Available protein structures:
- Pfam: structures / ECOD
- PDB: RCSB PDB; PDBe; PDBj
- PDBsum: structure summary

= Acyl-CoA-binding protein =

In molecular biology, the acyl-CoA-binding protein (ACBP) is a small (10 kDa) protein that binds medium- and long-chain acyl-CoA esters with very high affinity and may function as an intracellular carrier of acyl-CoA esters. ACBP is also known as diazepam binding inhibitor (DBI) or endozepine (EP) because of its ability to displace diazepam from the benzodiazepine (BZD) recognition site located on the GABA type A receptor.
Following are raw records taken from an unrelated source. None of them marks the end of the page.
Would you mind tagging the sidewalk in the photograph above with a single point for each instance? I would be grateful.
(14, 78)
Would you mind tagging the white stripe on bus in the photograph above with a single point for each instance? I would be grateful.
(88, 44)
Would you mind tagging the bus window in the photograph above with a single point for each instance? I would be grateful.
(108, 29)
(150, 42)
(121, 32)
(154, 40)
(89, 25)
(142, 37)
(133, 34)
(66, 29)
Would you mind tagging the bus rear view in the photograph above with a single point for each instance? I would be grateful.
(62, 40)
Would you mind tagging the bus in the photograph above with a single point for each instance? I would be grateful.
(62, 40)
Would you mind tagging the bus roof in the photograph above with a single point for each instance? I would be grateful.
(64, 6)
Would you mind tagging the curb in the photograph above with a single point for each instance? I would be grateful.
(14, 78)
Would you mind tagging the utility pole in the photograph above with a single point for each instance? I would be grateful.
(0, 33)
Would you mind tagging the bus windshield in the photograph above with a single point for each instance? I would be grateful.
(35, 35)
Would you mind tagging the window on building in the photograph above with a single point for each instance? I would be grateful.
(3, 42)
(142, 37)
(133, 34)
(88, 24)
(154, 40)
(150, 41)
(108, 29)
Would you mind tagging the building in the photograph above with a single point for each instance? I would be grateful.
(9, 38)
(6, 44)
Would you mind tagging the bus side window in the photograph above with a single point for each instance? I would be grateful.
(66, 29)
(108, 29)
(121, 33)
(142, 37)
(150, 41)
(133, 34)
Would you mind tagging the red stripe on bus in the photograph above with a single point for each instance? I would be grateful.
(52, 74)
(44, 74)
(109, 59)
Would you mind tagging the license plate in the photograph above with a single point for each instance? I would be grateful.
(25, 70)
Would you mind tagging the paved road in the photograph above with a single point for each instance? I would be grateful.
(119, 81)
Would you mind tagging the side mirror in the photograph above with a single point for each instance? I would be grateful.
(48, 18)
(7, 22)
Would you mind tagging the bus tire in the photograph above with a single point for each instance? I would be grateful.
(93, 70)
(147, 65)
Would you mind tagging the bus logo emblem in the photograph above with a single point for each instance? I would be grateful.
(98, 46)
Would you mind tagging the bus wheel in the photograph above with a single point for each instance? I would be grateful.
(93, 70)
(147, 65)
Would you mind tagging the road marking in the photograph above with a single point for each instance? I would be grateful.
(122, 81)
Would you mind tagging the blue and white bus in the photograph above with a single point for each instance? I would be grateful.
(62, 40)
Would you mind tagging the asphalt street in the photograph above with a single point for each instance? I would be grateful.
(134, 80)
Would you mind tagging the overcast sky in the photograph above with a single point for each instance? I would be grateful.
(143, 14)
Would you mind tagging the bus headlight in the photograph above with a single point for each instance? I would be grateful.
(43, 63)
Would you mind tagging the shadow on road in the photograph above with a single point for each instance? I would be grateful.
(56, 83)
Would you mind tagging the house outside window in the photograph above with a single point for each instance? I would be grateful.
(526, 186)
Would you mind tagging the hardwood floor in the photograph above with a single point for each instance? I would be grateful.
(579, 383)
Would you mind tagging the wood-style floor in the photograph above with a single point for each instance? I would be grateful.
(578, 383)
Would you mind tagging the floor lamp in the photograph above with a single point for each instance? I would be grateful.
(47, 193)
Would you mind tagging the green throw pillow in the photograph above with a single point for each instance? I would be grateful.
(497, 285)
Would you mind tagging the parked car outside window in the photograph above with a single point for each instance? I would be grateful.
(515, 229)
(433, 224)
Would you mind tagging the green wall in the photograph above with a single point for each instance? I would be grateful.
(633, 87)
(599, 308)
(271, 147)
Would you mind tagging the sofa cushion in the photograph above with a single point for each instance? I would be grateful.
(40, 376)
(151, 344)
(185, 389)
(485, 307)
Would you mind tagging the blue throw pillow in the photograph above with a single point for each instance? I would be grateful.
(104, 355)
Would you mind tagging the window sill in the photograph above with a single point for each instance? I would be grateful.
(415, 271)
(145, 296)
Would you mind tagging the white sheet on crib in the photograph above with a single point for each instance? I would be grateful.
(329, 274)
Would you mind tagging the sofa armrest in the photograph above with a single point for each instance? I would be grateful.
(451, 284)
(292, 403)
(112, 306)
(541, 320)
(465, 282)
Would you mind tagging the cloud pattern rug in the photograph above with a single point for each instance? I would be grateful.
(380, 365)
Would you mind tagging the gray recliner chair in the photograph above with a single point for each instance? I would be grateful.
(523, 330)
It is therefore possible that this protein also acts as a neuropeptide to modulate the action of the GABA receptor.

ACBP is a highly conserved protein of about 90 amino acids that is found in all four eukaryotic kingdoms, Animalia, Plantae, Fungi and Protista, and in some eubacterial species.

Although ACBP occurs as a completely independent protein, intact ACB domains have been identified in a number of large, multifunctional proteins in a variety of eukaryotic species. These include large membrane-associated proteins with N-terminal ACB domains, multifunctional enzymes with both ACB and peroxisomal enoyl-CoA Delta(3), Delta(2)-enoyl-CoA isomerase domains, and proteins with both an ACB domain and ankyrin repeats.
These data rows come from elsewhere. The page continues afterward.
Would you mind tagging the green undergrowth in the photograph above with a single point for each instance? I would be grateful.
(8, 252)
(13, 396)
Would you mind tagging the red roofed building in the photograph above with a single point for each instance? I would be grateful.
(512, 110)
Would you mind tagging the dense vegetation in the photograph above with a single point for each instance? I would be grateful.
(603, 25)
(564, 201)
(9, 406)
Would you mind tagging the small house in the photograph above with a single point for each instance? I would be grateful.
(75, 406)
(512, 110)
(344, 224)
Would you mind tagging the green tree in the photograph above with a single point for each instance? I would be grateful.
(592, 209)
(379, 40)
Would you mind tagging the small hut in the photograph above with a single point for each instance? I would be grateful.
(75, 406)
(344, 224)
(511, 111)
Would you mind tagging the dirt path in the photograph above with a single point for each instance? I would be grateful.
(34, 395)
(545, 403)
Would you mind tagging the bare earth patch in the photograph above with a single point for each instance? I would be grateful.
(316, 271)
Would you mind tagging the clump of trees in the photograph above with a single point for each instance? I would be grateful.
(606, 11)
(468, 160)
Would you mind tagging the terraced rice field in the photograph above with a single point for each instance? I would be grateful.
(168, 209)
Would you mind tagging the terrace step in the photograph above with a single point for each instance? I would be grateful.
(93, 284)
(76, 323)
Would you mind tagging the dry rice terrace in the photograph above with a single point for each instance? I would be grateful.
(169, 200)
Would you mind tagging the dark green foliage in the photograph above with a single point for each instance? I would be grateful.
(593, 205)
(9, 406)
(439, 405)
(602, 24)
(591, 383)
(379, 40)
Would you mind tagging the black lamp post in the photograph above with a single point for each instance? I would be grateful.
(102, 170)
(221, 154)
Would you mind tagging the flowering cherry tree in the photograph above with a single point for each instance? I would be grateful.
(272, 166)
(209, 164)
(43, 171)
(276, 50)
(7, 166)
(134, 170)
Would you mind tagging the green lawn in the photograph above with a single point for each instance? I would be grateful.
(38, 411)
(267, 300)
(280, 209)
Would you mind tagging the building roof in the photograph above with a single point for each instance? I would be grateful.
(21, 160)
The ACB domain consists of four alpha-helices arranged in a bowl shape with a highly exposed acyl-CoA-binding site. The ligand is bound through specific interactions with residues on the protein, most notably several conserved positive charges that interact with the phosphate group on the adenosine-3'phosphate moiety, and the acyl chain is sandwiched between the hydrophobic surfaces of CoA and the protein.
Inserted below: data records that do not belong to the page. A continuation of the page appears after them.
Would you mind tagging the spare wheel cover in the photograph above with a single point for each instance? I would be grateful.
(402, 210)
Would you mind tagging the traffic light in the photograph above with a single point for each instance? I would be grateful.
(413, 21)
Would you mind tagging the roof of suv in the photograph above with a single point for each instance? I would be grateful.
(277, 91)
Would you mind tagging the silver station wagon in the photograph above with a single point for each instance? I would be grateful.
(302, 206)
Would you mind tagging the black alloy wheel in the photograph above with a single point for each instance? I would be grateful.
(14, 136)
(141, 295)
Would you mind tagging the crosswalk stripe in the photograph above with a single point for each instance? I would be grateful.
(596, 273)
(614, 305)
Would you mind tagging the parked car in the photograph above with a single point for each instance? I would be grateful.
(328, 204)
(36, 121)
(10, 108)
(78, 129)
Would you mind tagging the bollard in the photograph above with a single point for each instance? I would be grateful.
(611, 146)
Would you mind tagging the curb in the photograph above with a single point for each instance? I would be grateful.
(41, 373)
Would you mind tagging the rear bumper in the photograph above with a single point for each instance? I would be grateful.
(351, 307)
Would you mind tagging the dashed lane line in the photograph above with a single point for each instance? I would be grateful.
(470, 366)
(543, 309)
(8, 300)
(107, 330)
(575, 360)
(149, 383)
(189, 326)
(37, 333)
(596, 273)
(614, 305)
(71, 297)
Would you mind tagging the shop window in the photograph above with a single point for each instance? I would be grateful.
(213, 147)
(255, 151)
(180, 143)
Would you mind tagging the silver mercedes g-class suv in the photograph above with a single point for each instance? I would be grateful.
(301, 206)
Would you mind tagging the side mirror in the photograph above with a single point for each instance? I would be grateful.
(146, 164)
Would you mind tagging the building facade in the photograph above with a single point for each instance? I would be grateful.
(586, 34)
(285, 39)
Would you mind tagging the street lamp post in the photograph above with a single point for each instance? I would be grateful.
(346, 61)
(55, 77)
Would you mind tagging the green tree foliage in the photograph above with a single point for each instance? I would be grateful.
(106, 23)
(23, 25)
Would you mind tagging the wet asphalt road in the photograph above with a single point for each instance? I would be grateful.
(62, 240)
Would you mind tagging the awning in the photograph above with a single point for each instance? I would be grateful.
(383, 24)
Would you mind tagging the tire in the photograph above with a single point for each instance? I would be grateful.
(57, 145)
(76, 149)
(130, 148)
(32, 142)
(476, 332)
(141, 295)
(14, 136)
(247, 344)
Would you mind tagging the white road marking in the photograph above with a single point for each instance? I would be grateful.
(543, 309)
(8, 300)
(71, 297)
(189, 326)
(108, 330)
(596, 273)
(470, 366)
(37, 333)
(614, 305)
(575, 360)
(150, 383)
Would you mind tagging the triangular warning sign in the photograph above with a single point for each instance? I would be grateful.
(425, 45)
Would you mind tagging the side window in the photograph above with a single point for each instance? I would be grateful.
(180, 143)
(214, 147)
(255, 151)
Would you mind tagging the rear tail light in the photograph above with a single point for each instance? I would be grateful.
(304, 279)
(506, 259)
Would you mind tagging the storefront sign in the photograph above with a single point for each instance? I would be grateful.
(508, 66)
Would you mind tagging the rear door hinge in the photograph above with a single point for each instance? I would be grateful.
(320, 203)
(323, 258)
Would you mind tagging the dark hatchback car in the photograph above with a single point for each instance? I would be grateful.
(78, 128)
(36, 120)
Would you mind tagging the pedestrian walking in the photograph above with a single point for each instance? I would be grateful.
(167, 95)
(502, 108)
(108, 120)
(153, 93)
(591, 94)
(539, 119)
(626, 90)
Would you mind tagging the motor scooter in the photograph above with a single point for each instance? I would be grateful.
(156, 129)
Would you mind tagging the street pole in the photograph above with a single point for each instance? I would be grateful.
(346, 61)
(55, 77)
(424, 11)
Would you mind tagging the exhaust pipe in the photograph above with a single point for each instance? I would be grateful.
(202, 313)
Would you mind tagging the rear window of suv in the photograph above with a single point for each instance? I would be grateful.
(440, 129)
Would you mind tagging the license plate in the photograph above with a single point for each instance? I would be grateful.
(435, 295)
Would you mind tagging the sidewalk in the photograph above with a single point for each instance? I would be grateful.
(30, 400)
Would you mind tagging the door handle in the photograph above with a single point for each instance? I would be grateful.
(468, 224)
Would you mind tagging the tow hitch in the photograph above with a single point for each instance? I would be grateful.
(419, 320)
Other proteins containing an ACB domain include:

- Endozepine-like peptide (ELP) (gene DBIL5) from mouse. ELP is a testis-specific ACBP homologue that may be involved in the energy metabolism of the mature sperm.
- MA-DBI, a transmembrane protein of unknown function which has been found in mammals. MA-DBI contains a N-terminal ACB domain.
- DRS-1, a human protein of unknown function that contains a N-terminal ACB domain and a C-terminal enoyl-CoA isomerase/hydratase domain.